Alle Mediatoren arbeiten ehrenamtlich. Umso wichtiger ist die Nachwuchsgewinnung: „Wir brauchen dringend mehr Freiwillige, vor allem auch Männer, die als Rollenbilder wirken können“, betont von Sis-Standortleiterin Elfriede von Lüdinghausen.
Denn das Konzept zeigt auch in Fürth Wirkung: Kinder übernehmen Verantwortung für ihr eigenes Handeln, entwickeln Empathie und stärken ihr Selbstvertrauen.
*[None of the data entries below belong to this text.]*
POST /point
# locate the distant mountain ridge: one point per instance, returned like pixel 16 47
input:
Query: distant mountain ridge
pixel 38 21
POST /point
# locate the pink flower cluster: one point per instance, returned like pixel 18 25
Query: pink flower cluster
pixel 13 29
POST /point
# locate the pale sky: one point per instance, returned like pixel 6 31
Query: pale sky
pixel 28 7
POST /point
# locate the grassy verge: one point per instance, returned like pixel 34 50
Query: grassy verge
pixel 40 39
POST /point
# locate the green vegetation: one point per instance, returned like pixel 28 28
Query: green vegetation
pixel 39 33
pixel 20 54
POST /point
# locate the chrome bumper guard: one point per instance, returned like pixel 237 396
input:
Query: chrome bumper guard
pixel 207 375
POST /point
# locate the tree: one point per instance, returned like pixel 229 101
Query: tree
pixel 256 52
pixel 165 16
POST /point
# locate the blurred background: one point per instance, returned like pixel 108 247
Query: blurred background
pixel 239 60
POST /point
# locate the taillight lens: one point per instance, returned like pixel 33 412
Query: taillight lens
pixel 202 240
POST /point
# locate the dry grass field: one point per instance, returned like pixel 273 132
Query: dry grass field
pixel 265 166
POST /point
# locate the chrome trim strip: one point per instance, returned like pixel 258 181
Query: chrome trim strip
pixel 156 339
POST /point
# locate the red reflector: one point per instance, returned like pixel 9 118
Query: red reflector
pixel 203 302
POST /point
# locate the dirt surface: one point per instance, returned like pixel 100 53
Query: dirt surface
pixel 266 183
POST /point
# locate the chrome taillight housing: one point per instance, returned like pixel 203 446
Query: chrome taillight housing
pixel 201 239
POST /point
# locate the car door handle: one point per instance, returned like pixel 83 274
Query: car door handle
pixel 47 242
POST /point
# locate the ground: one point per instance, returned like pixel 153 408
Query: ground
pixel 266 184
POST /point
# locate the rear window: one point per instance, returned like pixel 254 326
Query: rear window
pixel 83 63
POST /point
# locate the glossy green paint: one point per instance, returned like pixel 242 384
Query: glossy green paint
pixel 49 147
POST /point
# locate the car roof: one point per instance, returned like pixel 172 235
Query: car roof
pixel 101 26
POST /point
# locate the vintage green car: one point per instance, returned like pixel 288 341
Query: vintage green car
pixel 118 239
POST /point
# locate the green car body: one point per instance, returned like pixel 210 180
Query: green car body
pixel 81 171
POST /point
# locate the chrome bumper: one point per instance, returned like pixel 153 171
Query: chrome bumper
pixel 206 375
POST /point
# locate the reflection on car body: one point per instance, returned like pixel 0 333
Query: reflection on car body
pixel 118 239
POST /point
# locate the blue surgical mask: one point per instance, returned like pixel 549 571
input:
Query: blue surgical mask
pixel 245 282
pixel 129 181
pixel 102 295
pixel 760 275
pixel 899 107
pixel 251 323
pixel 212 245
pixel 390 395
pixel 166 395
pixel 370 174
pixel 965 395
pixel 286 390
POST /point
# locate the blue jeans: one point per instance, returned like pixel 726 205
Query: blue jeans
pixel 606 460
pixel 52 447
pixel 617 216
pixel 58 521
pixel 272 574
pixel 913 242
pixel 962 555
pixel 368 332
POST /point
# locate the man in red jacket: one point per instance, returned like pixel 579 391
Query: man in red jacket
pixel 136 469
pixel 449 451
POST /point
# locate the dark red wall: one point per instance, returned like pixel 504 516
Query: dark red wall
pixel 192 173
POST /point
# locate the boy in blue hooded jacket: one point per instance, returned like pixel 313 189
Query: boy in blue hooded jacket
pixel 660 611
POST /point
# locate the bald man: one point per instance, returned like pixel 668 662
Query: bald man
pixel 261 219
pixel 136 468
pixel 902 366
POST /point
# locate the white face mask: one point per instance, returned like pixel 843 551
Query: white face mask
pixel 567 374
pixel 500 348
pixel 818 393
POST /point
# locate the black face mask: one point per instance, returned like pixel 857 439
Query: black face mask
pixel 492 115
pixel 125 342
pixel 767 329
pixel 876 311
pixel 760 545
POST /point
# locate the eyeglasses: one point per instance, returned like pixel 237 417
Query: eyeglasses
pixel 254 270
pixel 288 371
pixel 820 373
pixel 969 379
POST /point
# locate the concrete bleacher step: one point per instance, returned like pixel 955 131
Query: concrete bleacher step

Gleichzeitig profitieren die Seniorpartner selbst – durch neue soziale Kontakte, sinnstiftende Aufgaben und persönliche Weiterentwicklung.
In Fürth sind neben der Pestalozzi-Schule auch die Grundschulen Frauenstraße, Rosenstraße und Maistraße beteiligt. Insgesamt engagieren sich derzeit acht Mediatoren im Stadtgebiet.
Das Projekt wird bundesweit von einem gemeinnützigen Verein getragen und finanziert sich über Spenden, Fördermittel und ehrenamtliche Arbeit. Dass SiS nicht nur Konflikte löst, sondern auch ein Stück gelebte Demokratie vermittelt, macht es zu einem bemerkenswerten Baustein für die Schulkultur in der Region.